Have a FaceBook, Twitter, or other social networking account?

Link them to your fanatic account!

AMA Supercross Motocross
DESPAIN: Dumbing It Down
To the bemusement of the purists, broadcast channels and cable outlets have always had fundamentally different approaches to race coverage.
Dave Despain  |  Posted March 09, 2009   Charlotte, NC
(Photo: Steve Cox)

The announcement that SPEED and NBC will share broadcast chores for the ’09 Lucas Oils AMA National Motocross Series - with six of the events to air live - is good news for diehard fans. But I’ll be interested to see how soon the complaining begins. At issue is a conundrum as old as TV motorsports itself, the fact that broadcast channels and cable outlets have always had fundamentally different approaches to race coverage.
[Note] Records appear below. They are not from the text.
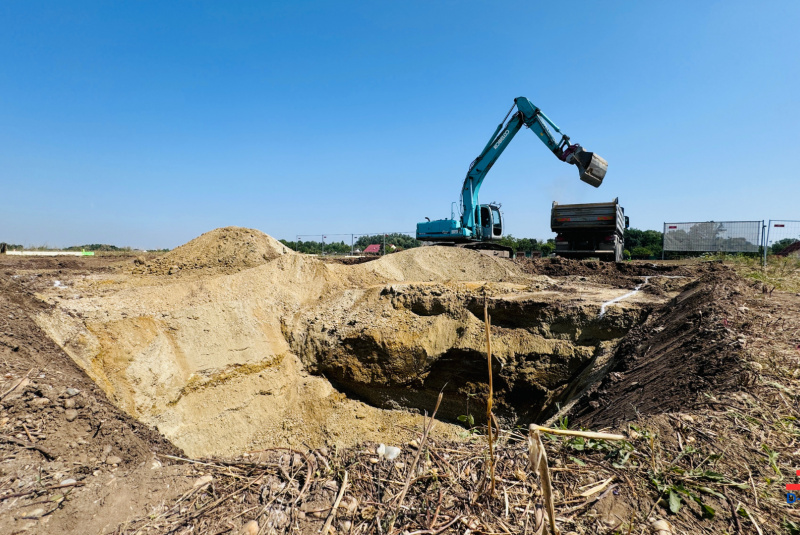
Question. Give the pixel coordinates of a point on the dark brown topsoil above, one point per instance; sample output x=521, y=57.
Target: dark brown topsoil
x=687, y=347
x=57, y=426
x=70, y=462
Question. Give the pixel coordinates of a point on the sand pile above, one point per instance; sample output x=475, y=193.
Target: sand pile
x=439, y=263
x=222, y=250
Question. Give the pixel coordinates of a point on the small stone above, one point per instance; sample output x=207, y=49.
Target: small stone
x=36, y=513
x=661, y=527
x=203, y=481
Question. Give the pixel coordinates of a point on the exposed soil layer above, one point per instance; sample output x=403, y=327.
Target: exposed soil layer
x=686, y=348
x=700, y=373
x=57, y=425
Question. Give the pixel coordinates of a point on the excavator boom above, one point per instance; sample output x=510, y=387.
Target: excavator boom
x=483, y=223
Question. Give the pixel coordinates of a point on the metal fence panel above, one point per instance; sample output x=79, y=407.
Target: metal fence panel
x=713, y=236
x=783, y=237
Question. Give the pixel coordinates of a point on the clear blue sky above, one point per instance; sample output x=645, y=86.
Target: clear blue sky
x=148, y=123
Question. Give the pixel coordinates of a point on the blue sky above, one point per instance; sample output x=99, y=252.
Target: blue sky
x=148, y=123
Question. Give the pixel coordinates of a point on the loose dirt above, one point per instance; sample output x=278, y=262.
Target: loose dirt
x=223, y=250
x=106, y=358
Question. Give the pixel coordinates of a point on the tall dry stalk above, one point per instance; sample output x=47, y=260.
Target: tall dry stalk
x=487, y=322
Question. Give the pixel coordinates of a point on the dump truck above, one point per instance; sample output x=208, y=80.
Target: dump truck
x=589, y=230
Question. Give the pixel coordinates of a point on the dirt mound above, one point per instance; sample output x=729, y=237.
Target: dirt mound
x=222, y=250
x=686, y=348
x=440, y=263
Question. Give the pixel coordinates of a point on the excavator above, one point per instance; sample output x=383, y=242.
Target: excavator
x=480, y=226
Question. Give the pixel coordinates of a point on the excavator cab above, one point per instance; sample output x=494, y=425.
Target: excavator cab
x=491, y=222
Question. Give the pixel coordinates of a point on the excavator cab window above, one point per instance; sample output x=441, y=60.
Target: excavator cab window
x=497, y=223
x=486, y=216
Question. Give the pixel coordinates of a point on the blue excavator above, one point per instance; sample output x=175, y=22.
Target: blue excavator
x=480, y=226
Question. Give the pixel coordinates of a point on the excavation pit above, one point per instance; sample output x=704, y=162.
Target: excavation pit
x=241, y=344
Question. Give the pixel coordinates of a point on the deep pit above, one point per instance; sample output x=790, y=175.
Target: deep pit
x=247, y=345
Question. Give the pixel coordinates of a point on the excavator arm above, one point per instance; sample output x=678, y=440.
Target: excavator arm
x=480, y=224
x=592, y=167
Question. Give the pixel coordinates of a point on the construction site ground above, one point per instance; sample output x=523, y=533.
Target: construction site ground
x=233, y=386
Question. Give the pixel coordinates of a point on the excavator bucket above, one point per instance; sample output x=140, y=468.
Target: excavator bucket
x=592, y=167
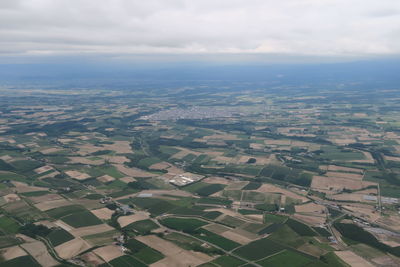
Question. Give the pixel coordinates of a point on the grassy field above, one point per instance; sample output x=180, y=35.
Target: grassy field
x=259, y=249
x=81, y=219
x=143, y=252
x=20, y=261
x=59, y=236
x=272, y=218
x=215, y=239
x=126, y=261
x=300, y=228
x=228, y=261
x=232, y=221
x=57, y=213
x=9, y=225
x=183, y=224
x=286, y=258
x=142, y=227
x=8, y=241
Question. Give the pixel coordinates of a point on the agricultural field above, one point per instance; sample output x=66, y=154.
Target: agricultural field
x=185, y=176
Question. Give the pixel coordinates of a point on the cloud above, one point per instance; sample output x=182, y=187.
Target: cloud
x=342, y=28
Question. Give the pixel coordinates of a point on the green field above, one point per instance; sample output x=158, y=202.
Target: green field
x=215, y=239
x=20, y=261
x=126, y=261
x=143, y=252
x=59, y=236
x=9, y=225
x=286, y=258
x=272, y=218
x=228, y=261
x=81, y=219
x=142, y=227
x=300, y=228
x=57, y=213
x=183, y=224
x=259, y=249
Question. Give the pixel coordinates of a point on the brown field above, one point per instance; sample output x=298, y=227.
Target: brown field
x=91, y=230
x=103, y=213
x=77, y=175
x=216, y=180
x=108, y=253
x=259, y=160
x=23, y=187
x=160, y=166
x=315, y=219
x=47, y=205
x=134, y=172
x=175, y=256
x=256, y=146
x=72, y=248
x=348, y=197
x=277, y=142
x=353, y=259
x=127, y=179
x=85, y=160
x=12, y=252
x=236, y=185
x=63, y=225
x=368, y=158
x=44, y=198
x=216, y=228
x=310, y=208
x=11, y=198
x=391, y=222
x=392, y=158
x=138, y=216
x=337, y=184
x=43, y=169
x=121, y=147
x=39, y=251
x=364, y=211
x=343, y=169
x=353, y=176
x=237, y=237
x=50, y=150
x=91, y=259
x=269, y=188
x=116, y=159
x=106, y=179
x=88, y=149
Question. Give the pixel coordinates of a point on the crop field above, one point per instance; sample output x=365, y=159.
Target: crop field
x=143, y=252
x=286, y=258
x=81, y=219
x=181, y=224
x=215, y=239
x=275, y=161
x=272, y=218
x=142, y=227
x=300, y=228
x=57, y=213
x=154, y=206
x=20, y=261
x=59, y=236
x=232, y=221
x=8, y=225
x=259, y=249
x=228, y=261
x=126, y=261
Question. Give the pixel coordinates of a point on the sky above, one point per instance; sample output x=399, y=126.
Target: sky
x=199, y=29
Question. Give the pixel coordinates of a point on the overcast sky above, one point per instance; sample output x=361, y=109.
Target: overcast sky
x=333, y=28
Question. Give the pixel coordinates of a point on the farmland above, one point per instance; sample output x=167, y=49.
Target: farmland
x=274, y=175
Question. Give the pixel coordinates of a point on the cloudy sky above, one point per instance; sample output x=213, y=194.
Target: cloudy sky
x=118, y=28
Things may be changing, for reasons we’ll get to, but the traditional perception has been that the cable audience, though smaller, contained a much higher percentage of hardcore fans (after all, they pay for the privilege of watching). Thus cable’s editorial approach to racing has been to assume that the viewer understands the basics, leaving more time for nuance and detail.

In contrast, the broadcast networks have long been known for reaching that vaunted “mass audience,” of which diehard fans comprised a relatively small percentage. Here the traditional assumption was that most viewers knew little if anything about racing, thus the coverage was often treated as a primer for the clueless.

That approach is not limited to TV producers, as the history of American motocross reminds us. The sport was imported from Europe in its traditional format, two 40-minute-plus-two-lap 'motos' scored the old-fashioned way. Each rider’s moto finishes were added together with low score determining the overall winner. For example, Arne Kring’s 2-2 moto finishes would top Bengt Aberg’s 4-1, though Aberg won a race and Kring did not.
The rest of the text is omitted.